I'm thinking build a new dict for every ID set, but the IDs can grow in number, and I don't figure out how tackle this problem. If someone can give me some idea I would be very grateful.
Assuming your data is sorted by ID as it appears in your data variable, you can try using itertools.groupby, which can be instructed to group by id.

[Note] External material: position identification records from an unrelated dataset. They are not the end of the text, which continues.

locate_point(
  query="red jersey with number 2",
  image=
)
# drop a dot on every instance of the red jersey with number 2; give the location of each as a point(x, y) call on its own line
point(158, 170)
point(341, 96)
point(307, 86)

You can then create a new dictionary that has keys equal to the id numbers and values equal to the means:
In [1]: from itertools import groupby
In [2]: data=[
...: {'Value': '0.2', 'id': 1},
...: {'Value': '1.2', 'id': 1},
...: {'Value': '33.34', 'id': 2},
...: {'Value': '44.3', 'id': 3},
...: {'Value': '33.23', 'id': 3},
...: {'Value': '21.1', 'id': 4},
...: {'Value': '5.33', 'id': 4},
...: {'Value': '33.3', 'id': 5},
...: {'Value': '12.2', 'id': 5},
...: {'Value': '1.22', 'id': 5},
...: {'Value': '1.23', 'id': 6}
...: ]
In [3]: means = {}
In [4]: for k, g in groupby(data, key=lambda x: x['id']):
...: g = list(g)
...: means[k] = sum(float(x['Value']) for x in g) / len(g)
...:
...:
In [5]: means
Out[5]:
{1: 0.69999999999999996,
2: 33.340000000000003,
3: 38.765000000000001,
4: 13.215,
5: 15.573333333333332,
6: 1.23}
(Updated: after DSM's comment.)
You could reshape the data like this:
from collections import defaultdict
data=[
{'Value': '0.2', 'id': 1},
{'Value': '1.2', 'id': 1},
{'Value': '33.34', 'id': 2},
{'Value': '44.3', 'id': 3},
{'Value': '33.23', 'id': 3},
{'Value': '21.1', 'id': 4},
{'Value': '5.33', 'id': 4},
{'Value': '33.3', 'id': 5},
{'Value': '12.2', 'id': 5},
{'Value': '1.22', 'id': 5},
{'Value': '1.23', 'id': 6}
]
newdata = defaultdict(list)
for r in data:
newdata[r['id']].append(float(r['Value']))
This would yield:
In [2]: newdata
Out[2]: defaultdict(<type 'list'>, {1: [0.2, 1.2], 2: [33.34], 3: [44.3, 33.23], 4: [21.1, 5.33], 5: [33.3, 12.2, 1.22], 6: [1.23]})
(Update 2)
Calculating the means is now simple with a dictionary comprehension:
mean = {id: sum(values) / len(values) for id, values in newdata.viewitems()}
Which gives:
In [4]: mean
Out[4]: {1: 0.7, 2: 33.34, 3: 38.765, 4: 13.215, 5: 15.573333333333332, 6: 1.23}
If you have numpy, you could use it for this easily:
import numpy
numpy.mean([x['id'] for x in data])
Otherwise, it would be as simple as:
from __future__ import division # if python2.7
ids = [x['id'] for x in data]
print sum(ids)/len(ids)
You can simply create a list of IDs after all have been collected:
id_list = [element['id'] for element in data]
From there you can calculate whatever you want.